Ni siquiera la fría brisa que llega desde la costa parece molestar a los hombres que, con máscaras, guantes y cascos protectores, trabajan en la operación de limpieza nuclear de mayor envergadura del mundo.
Lejos de la mirada del público, han llenado más de 1.000 sacos con tierra radioactiva y han descargado el contenido en grandes tamices. Una cinta transportadora lleva la tierra radioactiva hasta el borde de una enorme fosa donde se aplasta para que quede sitio para la siguiente descarga. Y allí permanecerá, intacta, durante las próximas tres décadas.
La labor es repetitiva y ardua. Lo cierto es que no existe ninguna otra manera más rápida de lidiar con el legado físico más incómodo del accidente nuclear que ocurrió hace ocho años en la central de Fukushima Daiichi.
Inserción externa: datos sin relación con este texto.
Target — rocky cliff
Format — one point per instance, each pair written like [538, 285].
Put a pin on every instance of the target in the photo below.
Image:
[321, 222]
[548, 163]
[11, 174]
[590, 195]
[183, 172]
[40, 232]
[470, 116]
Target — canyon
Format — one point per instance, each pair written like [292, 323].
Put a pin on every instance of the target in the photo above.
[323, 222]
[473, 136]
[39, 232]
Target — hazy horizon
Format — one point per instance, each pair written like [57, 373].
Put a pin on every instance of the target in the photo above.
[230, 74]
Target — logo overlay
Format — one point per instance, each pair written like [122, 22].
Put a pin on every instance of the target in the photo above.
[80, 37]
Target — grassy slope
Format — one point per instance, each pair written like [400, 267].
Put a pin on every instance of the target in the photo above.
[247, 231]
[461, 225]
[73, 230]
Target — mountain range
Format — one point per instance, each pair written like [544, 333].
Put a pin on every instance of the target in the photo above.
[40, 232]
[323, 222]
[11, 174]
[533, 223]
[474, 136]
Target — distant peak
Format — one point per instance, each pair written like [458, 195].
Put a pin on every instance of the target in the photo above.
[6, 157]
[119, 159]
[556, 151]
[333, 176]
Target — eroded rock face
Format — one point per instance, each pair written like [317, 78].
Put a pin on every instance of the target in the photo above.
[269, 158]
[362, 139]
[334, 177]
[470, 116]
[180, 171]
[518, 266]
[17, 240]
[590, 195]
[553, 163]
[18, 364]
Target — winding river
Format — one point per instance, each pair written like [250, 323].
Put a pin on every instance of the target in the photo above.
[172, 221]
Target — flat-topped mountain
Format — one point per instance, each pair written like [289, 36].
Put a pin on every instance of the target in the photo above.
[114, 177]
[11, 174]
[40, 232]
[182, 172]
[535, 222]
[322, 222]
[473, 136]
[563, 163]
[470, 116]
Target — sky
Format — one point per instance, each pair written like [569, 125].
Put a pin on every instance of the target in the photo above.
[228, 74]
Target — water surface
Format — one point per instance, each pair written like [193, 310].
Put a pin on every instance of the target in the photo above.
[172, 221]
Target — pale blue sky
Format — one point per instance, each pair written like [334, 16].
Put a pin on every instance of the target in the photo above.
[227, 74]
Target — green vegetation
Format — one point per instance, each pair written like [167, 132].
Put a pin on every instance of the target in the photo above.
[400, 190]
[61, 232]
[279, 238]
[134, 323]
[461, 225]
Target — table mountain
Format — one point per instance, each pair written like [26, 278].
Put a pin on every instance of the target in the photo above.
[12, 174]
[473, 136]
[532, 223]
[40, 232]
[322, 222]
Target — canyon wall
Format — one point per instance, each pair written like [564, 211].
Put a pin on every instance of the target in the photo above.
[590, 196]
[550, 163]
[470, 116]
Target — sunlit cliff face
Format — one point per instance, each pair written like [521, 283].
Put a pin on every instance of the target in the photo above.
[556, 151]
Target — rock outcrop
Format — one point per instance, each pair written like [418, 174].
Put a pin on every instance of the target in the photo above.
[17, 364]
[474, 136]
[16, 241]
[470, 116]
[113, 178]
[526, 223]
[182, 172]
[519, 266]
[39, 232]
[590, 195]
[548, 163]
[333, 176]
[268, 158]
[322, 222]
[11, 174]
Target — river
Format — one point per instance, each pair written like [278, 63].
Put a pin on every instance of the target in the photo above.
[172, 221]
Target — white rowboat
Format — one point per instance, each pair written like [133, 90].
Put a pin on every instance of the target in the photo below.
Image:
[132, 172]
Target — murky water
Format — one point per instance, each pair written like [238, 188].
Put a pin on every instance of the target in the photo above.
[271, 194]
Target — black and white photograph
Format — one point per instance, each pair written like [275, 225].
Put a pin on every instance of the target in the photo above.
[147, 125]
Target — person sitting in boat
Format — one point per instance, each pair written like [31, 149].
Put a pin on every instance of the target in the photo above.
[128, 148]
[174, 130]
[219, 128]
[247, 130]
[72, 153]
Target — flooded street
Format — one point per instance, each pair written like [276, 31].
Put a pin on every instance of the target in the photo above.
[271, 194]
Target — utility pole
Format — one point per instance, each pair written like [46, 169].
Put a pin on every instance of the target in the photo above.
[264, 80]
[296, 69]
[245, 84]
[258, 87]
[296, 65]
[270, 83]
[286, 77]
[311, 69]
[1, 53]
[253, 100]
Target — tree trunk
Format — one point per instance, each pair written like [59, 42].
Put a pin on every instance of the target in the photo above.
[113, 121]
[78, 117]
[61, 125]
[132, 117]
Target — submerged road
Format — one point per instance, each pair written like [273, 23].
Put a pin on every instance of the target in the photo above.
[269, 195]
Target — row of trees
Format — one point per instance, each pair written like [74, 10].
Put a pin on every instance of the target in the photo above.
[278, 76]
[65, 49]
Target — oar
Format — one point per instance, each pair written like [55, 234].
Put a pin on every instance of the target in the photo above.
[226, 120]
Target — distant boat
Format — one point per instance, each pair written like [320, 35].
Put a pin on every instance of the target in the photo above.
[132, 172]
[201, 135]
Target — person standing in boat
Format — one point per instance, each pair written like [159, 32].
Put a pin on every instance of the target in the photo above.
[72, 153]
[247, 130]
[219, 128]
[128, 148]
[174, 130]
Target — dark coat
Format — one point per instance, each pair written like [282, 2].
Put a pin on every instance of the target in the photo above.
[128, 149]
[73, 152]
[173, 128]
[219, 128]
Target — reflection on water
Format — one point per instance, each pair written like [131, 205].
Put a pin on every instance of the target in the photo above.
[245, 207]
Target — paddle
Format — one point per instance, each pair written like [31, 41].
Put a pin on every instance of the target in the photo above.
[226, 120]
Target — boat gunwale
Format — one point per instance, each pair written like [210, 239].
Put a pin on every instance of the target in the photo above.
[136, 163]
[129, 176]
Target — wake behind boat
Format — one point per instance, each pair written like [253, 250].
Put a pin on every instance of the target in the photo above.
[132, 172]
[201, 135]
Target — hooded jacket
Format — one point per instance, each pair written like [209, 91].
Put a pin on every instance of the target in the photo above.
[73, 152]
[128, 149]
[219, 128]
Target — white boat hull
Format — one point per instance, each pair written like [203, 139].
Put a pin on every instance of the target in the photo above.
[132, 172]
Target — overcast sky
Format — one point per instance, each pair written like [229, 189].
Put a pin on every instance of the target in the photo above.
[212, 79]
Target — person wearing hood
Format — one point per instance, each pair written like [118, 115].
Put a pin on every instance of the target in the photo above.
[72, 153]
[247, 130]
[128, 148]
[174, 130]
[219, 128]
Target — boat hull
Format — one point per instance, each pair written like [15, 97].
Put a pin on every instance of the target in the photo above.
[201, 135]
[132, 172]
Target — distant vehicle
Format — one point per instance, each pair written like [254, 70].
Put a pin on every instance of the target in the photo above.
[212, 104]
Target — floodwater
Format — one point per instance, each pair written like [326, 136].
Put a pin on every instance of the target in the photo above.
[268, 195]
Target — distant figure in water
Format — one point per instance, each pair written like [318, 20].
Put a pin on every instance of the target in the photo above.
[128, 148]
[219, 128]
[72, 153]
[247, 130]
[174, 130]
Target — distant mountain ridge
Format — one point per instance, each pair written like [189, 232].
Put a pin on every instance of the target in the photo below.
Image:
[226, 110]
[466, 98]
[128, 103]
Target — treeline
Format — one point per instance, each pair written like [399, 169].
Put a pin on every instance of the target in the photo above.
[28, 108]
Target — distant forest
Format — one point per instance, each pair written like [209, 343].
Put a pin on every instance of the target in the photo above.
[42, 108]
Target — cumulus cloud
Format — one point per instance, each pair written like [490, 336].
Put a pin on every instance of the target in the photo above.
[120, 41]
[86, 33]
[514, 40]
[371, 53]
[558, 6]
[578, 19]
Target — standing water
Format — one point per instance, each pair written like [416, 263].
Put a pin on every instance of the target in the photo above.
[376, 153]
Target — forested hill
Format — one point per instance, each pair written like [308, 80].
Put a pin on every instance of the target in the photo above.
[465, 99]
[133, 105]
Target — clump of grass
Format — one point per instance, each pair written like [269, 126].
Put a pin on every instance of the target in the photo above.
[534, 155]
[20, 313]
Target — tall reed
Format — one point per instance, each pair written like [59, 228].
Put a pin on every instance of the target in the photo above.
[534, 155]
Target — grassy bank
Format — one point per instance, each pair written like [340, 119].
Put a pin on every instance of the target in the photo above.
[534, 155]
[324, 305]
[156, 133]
Desde el desastre, y en el marco de una campaña sin precedentes que ha costado 2.900 millones de yenes (23 millones de euros), unos 70.000 trabajadores han retirado la capa vegetal del suelo, las ramas de los árboles, el pasto y otros materiales contaminados de las zonas cercanas a los hogares, las escuelas y los edificios públicos. El objetivo final es reducir la radiación a niveles que permitan que decenas de miles de evacuados puedan regresar a sus casas.
Con la operación de descontaminación se han retirado millones de metros cúbicos de tierra radiactiva y se han empaquetado en sacos que ocupan grandes áreas de la prefectura de Fukushima.
El Gobierno de Japón ha prometido que la tierra se trasladará a una instalación de almacenamiento provisional y que en 2045 será trasladada a un lugar permanente fuera de la prefectura de Fukushima. Esta promesa forma parte del acuerdo alcanzado con los habitantes de la zona, que no quieren que sus comunidades se conviertan en un vertedero nuclear. Los planes del Gobierno se están complicando ya que, hasta la fecha, nadie parece estar dispuesto a quedarse con los desechos tóxicos.